Findings independent of offsprings’ views on religious importance
THURSDAY, Aug. 9, 2018 (HealthDay News) — Parental belief in the importance of religion is associated with a decrease in risk in suicidal behavior in their offspring, according to a study published online Aug. 8 in JAMA Psychiatry.
Connie Svob, Ph.D., from Columbia University in New York City, and colleagues examined associations of parent and offspring religiosity with suicide ideation and attempts in offspring. Data came from a three-generation family study (214 offspring from 112 nuclear families) in New York State.
The researchers found that offspring religious importance was associated with a lower risk for suicidal behavior in girls (odds ratio [OR], 0.48; 95 percent confidence interval [CI], 0.33 to 0.70), but not in boys (OR, 1.15; 95 percent CI, 0.74 to 1.80) (religiosity by sex interaction, P = 0.05). Similarly, religious attendance was associated with a lower risk for suicidal behavior in girls (OR, 0.64; 95 percent CI, 0.49 to 0.84), but not boys (OR, 0.94; 95 percent CI, 0.69 to 1.27) (religiosity by sex interaction, P = 0.17). Furthermore, lower risk of offspring suicidal behavior was associated with parent religious importance (OR, 0.61; 95 percent CI, 0.41 to 0.91), but not parent religious attendance.

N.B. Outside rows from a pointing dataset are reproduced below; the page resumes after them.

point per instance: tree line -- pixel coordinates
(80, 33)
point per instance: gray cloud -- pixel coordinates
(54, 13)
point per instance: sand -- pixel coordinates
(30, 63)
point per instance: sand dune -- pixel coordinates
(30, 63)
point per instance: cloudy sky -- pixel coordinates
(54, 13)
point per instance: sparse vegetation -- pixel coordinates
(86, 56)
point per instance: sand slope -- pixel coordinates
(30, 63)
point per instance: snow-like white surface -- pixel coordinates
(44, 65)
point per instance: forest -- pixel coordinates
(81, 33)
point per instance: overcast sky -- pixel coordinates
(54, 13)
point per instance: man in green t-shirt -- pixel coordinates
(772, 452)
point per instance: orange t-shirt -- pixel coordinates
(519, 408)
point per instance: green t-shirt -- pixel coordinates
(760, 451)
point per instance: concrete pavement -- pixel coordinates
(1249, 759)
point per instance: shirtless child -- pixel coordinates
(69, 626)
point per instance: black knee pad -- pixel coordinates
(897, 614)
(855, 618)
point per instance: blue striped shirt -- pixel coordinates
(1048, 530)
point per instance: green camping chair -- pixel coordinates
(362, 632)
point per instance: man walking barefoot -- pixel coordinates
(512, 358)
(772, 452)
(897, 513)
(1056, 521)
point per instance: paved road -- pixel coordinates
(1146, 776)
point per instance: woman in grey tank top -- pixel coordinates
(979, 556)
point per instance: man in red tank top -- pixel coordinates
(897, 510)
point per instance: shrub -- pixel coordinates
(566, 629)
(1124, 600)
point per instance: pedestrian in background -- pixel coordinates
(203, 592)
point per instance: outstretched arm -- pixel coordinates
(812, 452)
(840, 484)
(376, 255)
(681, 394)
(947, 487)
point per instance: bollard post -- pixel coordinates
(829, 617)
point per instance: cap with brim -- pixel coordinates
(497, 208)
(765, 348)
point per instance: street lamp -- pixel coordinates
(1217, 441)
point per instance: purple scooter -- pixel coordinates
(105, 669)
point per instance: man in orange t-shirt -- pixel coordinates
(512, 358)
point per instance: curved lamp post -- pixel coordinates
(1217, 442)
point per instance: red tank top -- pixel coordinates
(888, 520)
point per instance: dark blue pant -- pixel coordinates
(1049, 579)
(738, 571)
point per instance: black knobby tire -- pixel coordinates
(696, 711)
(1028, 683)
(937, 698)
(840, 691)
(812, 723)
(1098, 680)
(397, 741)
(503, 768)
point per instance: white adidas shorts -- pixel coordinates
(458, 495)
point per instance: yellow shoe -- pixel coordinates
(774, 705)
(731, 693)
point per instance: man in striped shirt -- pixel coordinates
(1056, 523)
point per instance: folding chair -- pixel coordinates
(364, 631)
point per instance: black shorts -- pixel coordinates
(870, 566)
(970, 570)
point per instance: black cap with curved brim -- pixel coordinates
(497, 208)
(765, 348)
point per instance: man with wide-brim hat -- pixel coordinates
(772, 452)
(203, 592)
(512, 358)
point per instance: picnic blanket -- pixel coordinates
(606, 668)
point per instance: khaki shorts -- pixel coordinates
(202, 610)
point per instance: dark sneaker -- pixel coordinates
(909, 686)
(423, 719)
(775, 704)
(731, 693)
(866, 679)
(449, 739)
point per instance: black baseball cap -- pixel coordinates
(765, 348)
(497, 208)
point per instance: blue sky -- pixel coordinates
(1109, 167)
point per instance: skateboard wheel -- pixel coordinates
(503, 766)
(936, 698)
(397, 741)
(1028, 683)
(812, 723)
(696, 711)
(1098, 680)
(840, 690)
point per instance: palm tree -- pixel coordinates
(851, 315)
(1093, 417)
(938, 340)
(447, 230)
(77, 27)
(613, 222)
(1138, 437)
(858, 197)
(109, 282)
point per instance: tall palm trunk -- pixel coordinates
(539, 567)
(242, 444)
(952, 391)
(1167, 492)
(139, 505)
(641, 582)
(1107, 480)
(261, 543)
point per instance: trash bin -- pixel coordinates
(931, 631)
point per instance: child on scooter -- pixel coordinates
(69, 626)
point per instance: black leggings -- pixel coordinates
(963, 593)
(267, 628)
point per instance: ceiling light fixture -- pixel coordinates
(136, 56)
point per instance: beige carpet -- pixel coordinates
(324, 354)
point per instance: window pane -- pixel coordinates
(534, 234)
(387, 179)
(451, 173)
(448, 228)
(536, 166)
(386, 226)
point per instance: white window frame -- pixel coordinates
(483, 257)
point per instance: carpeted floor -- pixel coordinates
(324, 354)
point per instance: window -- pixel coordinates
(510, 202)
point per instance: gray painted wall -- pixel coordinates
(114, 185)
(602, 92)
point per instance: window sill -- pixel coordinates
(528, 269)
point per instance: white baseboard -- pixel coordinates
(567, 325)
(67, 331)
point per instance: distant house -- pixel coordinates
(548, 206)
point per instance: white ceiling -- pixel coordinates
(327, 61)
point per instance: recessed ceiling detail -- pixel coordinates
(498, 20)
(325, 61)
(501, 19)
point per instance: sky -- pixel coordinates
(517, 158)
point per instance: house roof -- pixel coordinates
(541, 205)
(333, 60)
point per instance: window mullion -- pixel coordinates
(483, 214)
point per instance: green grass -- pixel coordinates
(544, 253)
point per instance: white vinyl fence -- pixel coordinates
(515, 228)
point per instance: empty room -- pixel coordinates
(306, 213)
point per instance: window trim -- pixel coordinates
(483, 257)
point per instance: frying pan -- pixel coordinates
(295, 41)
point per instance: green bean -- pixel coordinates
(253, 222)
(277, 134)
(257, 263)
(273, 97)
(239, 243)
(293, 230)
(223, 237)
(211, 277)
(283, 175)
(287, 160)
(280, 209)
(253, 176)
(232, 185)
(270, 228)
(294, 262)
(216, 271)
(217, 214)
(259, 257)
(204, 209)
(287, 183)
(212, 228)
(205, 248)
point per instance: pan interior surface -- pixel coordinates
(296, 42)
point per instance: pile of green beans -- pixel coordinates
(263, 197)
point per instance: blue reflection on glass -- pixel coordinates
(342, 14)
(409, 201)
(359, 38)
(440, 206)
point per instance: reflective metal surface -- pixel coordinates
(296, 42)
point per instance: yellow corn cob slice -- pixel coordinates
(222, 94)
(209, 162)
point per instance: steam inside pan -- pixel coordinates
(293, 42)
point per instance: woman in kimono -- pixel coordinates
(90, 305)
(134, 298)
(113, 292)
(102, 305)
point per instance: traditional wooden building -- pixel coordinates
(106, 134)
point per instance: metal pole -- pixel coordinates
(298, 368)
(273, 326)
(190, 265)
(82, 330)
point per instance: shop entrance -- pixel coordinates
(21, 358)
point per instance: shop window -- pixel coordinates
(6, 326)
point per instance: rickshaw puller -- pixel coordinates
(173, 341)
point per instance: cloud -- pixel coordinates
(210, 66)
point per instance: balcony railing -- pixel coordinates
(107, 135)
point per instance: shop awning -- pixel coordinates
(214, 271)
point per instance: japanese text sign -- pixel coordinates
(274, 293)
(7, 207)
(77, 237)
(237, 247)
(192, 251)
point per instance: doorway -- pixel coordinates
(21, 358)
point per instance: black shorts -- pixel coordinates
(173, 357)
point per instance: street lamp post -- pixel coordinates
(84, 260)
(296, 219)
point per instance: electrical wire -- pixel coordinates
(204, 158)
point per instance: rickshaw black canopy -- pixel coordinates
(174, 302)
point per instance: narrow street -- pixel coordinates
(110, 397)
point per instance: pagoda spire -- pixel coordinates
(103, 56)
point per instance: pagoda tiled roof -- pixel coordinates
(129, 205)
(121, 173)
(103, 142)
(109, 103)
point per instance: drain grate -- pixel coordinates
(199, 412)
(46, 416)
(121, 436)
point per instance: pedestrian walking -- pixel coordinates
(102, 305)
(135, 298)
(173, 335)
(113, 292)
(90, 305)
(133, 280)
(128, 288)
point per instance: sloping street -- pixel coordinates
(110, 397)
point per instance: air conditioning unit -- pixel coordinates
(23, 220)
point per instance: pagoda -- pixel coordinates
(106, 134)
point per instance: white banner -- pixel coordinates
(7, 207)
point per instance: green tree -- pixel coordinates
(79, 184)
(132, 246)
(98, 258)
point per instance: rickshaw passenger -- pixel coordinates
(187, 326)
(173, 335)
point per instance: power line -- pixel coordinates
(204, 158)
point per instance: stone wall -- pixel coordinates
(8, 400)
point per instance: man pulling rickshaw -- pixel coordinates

“In this study, parental belief in religious importance was associated with lower risk for suicidal behavior in offspring independent of an offspring’s own belief about religious importance and other known parental factors, such as parental depression, suicidal behavior, and divorce,” the authors write. “Among various risk factors for suicidal behavior in offspring, parental religious beliefs should not be overlooked.”